3. The 'Sub Pen' target building now covered with earth and overgrown. Unless you knew what it was, you would walk right past. Note the BBC has shown recently much less cover, so perhaps someone has cleared a little away.

http://i170.photobucket.com/albums/u249/corsairoz/IMG_0812.jpg

4. Remains of the top lip of the building showing through the ground cover on the top of the mound.

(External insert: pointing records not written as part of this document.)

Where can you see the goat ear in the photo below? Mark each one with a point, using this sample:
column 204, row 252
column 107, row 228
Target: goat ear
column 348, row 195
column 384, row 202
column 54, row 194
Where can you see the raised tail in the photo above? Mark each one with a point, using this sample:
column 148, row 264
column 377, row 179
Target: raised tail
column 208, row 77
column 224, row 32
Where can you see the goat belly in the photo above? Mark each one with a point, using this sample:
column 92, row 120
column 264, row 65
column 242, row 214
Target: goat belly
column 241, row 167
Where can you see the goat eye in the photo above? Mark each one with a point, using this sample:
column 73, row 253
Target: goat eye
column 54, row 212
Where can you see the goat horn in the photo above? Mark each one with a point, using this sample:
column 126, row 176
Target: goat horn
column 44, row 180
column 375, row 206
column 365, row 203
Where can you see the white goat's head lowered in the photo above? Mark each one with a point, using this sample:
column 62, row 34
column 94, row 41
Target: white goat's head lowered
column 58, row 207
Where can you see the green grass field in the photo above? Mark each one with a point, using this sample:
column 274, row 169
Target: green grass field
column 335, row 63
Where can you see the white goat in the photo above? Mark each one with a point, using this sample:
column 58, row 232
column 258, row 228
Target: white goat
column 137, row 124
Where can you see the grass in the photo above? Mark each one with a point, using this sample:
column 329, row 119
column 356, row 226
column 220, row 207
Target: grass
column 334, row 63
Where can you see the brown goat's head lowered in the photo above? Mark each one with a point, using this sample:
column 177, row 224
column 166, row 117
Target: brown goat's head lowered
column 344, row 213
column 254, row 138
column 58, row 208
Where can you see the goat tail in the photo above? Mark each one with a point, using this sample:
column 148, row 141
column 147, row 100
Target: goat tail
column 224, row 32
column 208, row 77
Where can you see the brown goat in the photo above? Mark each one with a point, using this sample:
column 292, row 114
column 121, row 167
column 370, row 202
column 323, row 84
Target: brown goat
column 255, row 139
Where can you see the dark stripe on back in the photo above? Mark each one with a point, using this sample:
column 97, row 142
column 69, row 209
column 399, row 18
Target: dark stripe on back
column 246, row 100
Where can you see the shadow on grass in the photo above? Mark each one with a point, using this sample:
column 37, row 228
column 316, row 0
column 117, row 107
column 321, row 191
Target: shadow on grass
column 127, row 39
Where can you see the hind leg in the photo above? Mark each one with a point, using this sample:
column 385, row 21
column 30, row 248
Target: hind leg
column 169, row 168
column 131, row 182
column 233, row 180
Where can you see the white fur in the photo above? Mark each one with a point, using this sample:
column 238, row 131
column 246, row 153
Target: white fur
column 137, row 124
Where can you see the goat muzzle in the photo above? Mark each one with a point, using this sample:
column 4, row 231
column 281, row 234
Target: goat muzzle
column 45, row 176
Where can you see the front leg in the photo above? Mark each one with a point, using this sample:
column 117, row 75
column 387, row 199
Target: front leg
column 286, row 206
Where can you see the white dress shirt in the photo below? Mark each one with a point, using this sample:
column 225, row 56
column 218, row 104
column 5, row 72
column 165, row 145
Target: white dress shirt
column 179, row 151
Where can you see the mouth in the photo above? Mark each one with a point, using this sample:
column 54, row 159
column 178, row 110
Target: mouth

http://i170.photobucket.com/albums/u249/corsairoz/IMG_0806.jpg

stafford-baker
6th Feb 2014, 09:20
Now the rocket assisted Mickey mouse bomb was even more interesting, and penetrated the roofs of the U-Boat pens. Yes really, I have a pic of the view looking upwards at the resultant hole. This is from a painting by my father made as soon as we had liberated that area.

Vitesse
6th Feb 2014, 12:25
One of the books I read about 617 discusses a technical chap nicknamed 'Talking Bomb' who had a lot to do with post dambusters raid bombing accuracy.

Ring any bells with anyone? I misplaced my book several years ago.